However, in the digital circuit design, due to the influence of truncation errors, the digital chaotic system can deviate from a preset track in the iteration process, and chaotic degradation behaviors are caused. The digital chaotic system is a chaotic system which is simulated on a computer, however, the precision problem of the computer can cause a numerical value which can be completely evolved theoretically, the numerical value cannot be calculated in the computer, and the situation of a short period phenomenon or a blank window can occur.
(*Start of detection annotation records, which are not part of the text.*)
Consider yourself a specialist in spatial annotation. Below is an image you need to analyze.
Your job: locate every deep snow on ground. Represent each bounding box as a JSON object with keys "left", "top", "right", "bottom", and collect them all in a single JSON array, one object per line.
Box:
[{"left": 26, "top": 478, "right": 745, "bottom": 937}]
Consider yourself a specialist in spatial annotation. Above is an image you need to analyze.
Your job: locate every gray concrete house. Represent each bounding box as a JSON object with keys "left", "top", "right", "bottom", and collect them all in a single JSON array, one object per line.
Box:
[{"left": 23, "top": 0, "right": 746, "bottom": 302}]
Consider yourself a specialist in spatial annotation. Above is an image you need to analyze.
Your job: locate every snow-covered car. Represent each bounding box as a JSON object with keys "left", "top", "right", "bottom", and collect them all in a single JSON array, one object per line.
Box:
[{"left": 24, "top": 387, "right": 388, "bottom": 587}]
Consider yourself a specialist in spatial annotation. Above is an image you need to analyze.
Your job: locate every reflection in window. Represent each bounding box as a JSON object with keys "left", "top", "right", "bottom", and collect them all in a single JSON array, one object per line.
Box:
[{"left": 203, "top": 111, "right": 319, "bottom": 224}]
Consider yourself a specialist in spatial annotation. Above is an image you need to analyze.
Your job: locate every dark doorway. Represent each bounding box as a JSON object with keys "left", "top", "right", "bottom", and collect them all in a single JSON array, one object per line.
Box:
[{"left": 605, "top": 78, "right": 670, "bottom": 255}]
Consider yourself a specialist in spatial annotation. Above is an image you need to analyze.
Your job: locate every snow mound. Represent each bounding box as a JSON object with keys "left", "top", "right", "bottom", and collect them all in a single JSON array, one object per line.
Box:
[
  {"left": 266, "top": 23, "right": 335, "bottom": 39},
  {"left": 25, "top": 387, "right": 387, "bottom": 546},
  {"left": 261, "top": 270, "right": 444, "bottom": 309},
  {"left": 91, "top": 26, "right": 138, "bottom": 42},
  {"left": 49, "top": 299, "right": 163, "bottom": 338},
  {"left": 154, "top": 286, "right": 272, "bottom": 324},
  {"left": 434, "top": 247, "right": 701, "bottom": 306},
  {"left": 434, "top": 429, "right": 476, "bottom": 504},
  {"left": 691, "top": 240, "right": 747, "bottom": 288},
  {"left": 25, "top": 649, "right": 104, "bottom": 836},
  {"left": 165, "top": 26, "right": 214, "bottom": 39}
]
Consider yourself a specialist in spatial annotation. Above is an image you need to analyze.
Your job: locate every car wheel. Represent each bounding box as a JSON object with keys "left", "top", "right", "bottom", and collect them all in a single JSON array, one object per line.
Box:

Therefore, how to overcome the problems of short period phenomenon, narrow parameter range, blank window and the like of the chaotic system becomes a new research direction.
Disclosure of Invention
The invention provides a novel pseudo random number generation method based on a multi-time-lag non-adjacent coupling lattice aiming at the problems of short period phenomenon, narrow parameter range, blank window and the like of a chaotic system in the prior art, and the method comprises the steps of generating a chaotic sequence by cascading Logistic mapping and piecewise linear mapping (PWLCM); error measurement is carried out on the Chebyshev mapping and the Logistic mapping by using an unscented Kalman filtering algorithm, and the precision loss is compensated by adding random disturbance; time-lag time-varying functions are used for disturbing the time direction of non-adjacent coupling mapping lattices, the problem that the cycle window and the pseudo-random sequence are not uniformly distributed in the iterative process of chaos is solved, and the chaos degradation behavior of a chaotic system can be effectively resisted.
In order to achieve the purpose, the invention adopts the technical scheme that: the novel pseudo-random number generation method based on the multi-time-lag non-adjacent coupling lattices comprises the following steps:
s1, setting system parameters: setting unscented Kalman filter parameters, Logistic, Chebyshev functions, lattice numbers and iteration times;
s2, constructing a state equation and an observation equation of an unscented Kalman filter for measuring a Logistic function and a Chebyshev function, and setting the precision value of a quantization function;
s3, calculating the mean and variance of the state prediction, sampling the prediction system, determining sampling points, and calculating the mean and covariance estimation of the sampling points; carrying out nonlinear transfer on the Logistic function and the Chebyshev function by using a sampling point, and calculating a predicted mean value and a predicted variance;
s4, measuring and updating, namely calculating a mean value, a variance and a covariance by using the sampling points at the K moment obtained in the step S3 and the corresponding weights, and further calculating a filtering gain, a state estimation and an estimation variance at the K +1 moment to obtain state estimation values of Logistic and Chebyshev;
s5, constructing a time-varying system, generating a disturbance weight: substituting the state estimation values of Logistic and Chebyshev obtained in the step S4 into a time-lag time-varying function to obtain a disturbance weight; adding the calculated disturbance weight value to the initial value given in step S1;
and S6, substituting the disturbance weight value, the state estimation value and the like obtained in the steps S4 and S5 into the non-adjacent coupling lattice function, and calculating and generating a random number.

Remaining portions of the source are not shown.